Give us some physical stats. How much weight have you lost? What other physical or mental benefits are you experiencing? 

 

I’ve lost 15kg (2st 5lb) on the Hero Program. My waist measurement has reduced by 13cm. I have better clarity of thought, more energy, need less sleep, stronger motivation, and a desire to exercise. And a really big benefit is that I no longer snore, I’ve ditched the retainer and my husband doesn’t have resort to sleeping in another room.

 

What kind of people do you think would benefit from the RMR Hero Program the way you have? 

 

It’s hard to think of the sort of person who wouldn’t benefit from the RMR Hero Program. If you’re the kind of person who wants to achieve health or weight change but can’t quite see the way, or you see the way but you can’t quite keep yourself on track, if you are brave enough to be vulnerable or you’re worried about people judging you, if you are open to having your beliefs challenged, and if you want to achieve lasting, sustainable health and life skills, the Hero Program is for you.

 

How has this impacted your confidence?

 

The impact on my confidence has been huge. When I was overweight, I felt that it didn’t matter what I wore, I always looked a mess. Now, clothes fit me, and when I look at myself in the mirror my body looks much more like the way I think about my body image. I’ve hoarded clothes in case I could ever get back into them, and now I can wear clothes I haven’t worn for 20 years. I’m much more agile, and I can get in and out of my canoe with ease, and I look forward to social opportunities to hike and cycle.

 

And what has the impact been on your relationships?

 

For my friendships, although my fitness is still improving, I feel I can get involved in outdoor activities without slowing up my friends or feeling embarrassed. So I can enjoy these experiences without worrying so much and without struggling so much. I feel lighter of heart and spirit as a result.

 

How was your Hero Leader?

 

My Hero Leader was Dani. She was awesome. She took full part in our group as a Hero as well as a leader. She showed us where the path was, and we chose to walk along it together. She provided tools and resources where they would be helpful, and she has a brilliant stock of delicious, quick and easy recipes that have become staples in my journey. Dani, thank you so much for leading us so well and for joining us in our journey. You rock.

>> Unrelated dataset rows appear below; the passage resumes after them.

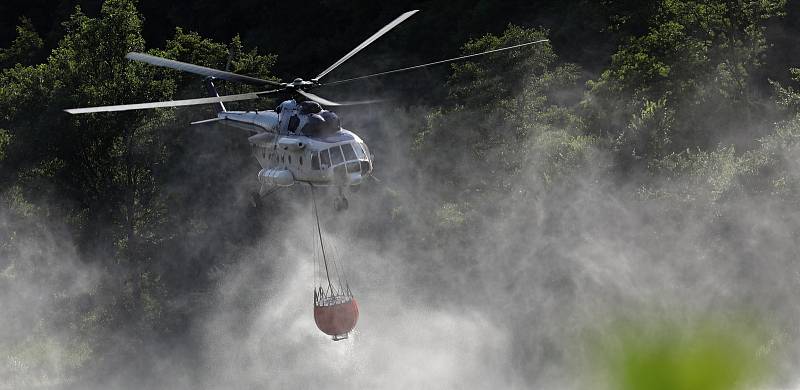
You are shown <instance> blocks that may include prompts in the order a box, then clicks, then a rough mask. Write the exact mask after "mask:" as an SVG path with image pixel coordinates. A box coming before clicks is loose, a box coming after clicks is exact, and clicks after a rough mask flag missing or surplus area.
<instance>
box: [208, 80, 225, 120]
mask: <svg viewBox="0 0 800 390" xmlns="http://www.w3.org/2000/svg"><path fill="white" fill-rule="evenodd" d="M214 80H215V79H214V78H213V77H206V79H205V80H203V82H204V83H205V85H206V90H207V91H208V94H209V96H211V97H219V93H218V92H217V87H215V86H214ZM217 104H218V106H217V111H218V112H225V111H228V110H226V109H225V105H224V104H222V102H219V103H217Z"/></svg>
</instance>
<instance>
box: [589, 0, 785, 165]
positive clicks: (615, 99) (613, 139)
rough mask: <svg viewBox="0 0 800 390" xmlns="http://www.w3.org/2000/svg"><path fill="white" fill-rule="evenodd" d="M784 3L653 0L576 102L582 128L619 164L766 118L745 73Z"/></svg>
mask: <svg viewBox="0 0 800 390" xmlns="http://www.w3.org/2000/svg"><path fill="white" fill-rule="evenodd" d="M784 5H785V1H783V0H773V1H756V0H746V1H733V2H731V1H682V0H681V1H679V0H662V1H659V2H658V4H657V6H656V8H655V12H654V13H653V14H652V16H651V17H650V18H649V21H648V26H649V27H648V28H647V32H646V33H645V34H643V35H640V36H633V37H631V38H630V39H628V41H627V42H625V43H623V44H622V45H621V46H620V47H619V49H618V51H617V52H616V53H615V54H614V55H613V56H612V59H611V60H612V62H611V65H610V66H609V68H608V69H606V70H605V71H604V72H603V74H602V75H601V76H600V78H599V79H598V80H596V81H593V82H590V84H589V86H590V91H589V93H588V94H587V95H586V98H585V100H584V107H585V108H586V112H587V116H588V117H589V119H590V123H591V125H590V127H591V129H592V131H593V132H594V133H595V134H598V135H602V136H605V137H608V139H609V140H610V141H611V142H612V144H613V145H614V147H615V148H616V149H617V150H618V152H619V156H620V157H621V158H622V161H623V162H624V164H626V165H630V164H632V163H633V162H635V161H636V160H638V159H641V158H644V159H645V160H646V161H651V160H653V159H658V158H661V157H664V156H666V155H668V154H670V153H672V152H678V151H681V150H684V149H686V148H687V147H700V148H706V147H708V146H711V145H713V144H714V143H715V142H719V141H721V140H724V139H725V138H731V137H733V136H735V135H737V134H740V133H741V132H743V131H745V130H746V131H751V130H752V128H754V127H758V126H759V125H761V124H763V122H764V121H765V120H766V112H765V110H764V104H763V99H762V96H763V91H761V89H760V88H759V82H758V80H753V79H752V75H753V74H754V72H755V71H756V70H758V69H759V68H760V67H761V65H762V62H763V55H764V53H765V51H766V49H767V47H768V46H767V43H766V41H765V38H764V31H765V22H766V21H767V20H769V19H771V18H775V17H777V16H780V15H781V14H782V9H783V6H784ZM623 20H625V19H624V18H623Z"/></svg>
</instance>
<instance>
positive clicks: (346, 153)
mask: <svg viewBox="0 0 800 390" xmlns="http://www.w3.org/2000/svg"><path fill="white" fill-rule="evenodd" d="M342 151H343V152H344V159H345V160H346V161H351V160H356V159H357V158H356V154H355V152H353V144H346V145H342Z"/></svg>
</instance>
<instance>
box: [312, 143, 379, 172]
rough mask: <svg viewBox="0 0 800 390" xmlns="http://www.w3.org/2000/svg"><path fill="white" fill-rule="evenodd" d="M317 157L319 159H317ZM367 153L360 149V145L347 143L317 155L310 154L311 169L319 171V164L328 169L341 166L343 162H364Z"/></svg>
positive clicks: (331, 148) (330, 149) (314, 152)
mask: <svg viewBox="0 0 800 390" xmlns="http://www.w3.org/2000/svg"><path fill="white" fill-rule="evenodd" d="M317 156H319V158H317ZM366 159H367V153H366V152H365V151H364V149H363V148H362V146H361V144H357V143H349V144H344V145H341V147H340V146H338V145H337V146H334V147H332V148H329V149H326V150H323V151H320V152H319V153H316V152H314V153H312V154H311V169H315V170H319V169H320V163H321V165H322V166H325V167H330V166H334V165H338V164H341V163H343V162H345V161H352V160H366Z"/></svg>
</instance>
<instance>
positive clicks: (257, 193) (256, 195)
mask: <svg viewBox="0 0 800 390" xmlns="http://www.w3.org/2000/svg"><path fill="white" fill-rule="evenodd" d="M250 205H251V206H253V208H260V207H261V195H260V194H259V193H258V192H252V193H250Z"/></svg>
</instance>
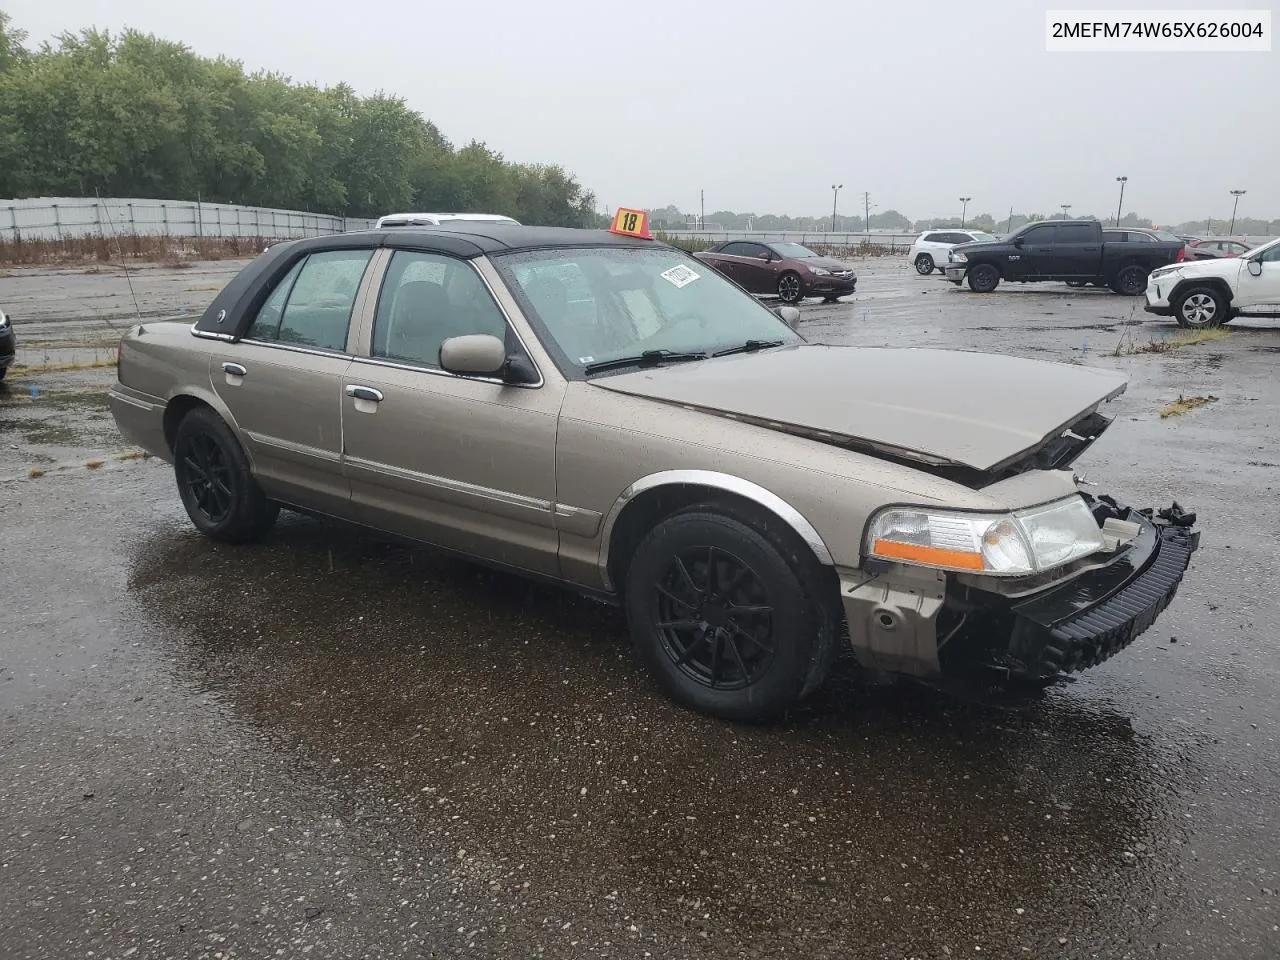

Anything else you’d like to say?

 

One of the important things I learned was that the best time to address weight or health issues through diet is “now”. There is always something else going on. Work is always busy, personally I work long hours and I’m often away from home overnight. There are always social occasions, times of emotional strain, cultural occasions that will send us off the track. My Hero Program ran over Christmas and the New Year, and I still lost 15kg. The Hero Program gave me tools to cope with these challenges, and to make conscious choices. I can take these tools with me for a healthier, happier life now.

 

Thank you Jonno, Wendy, Vanessa, Victoria, Bridget and the rest of the RMR team for your commitment to changing the course of obesity and for putting together such a brilliant program to achieve it. I’d still like to lose another 3 or 4 kg, and I know RMR is the way to do it.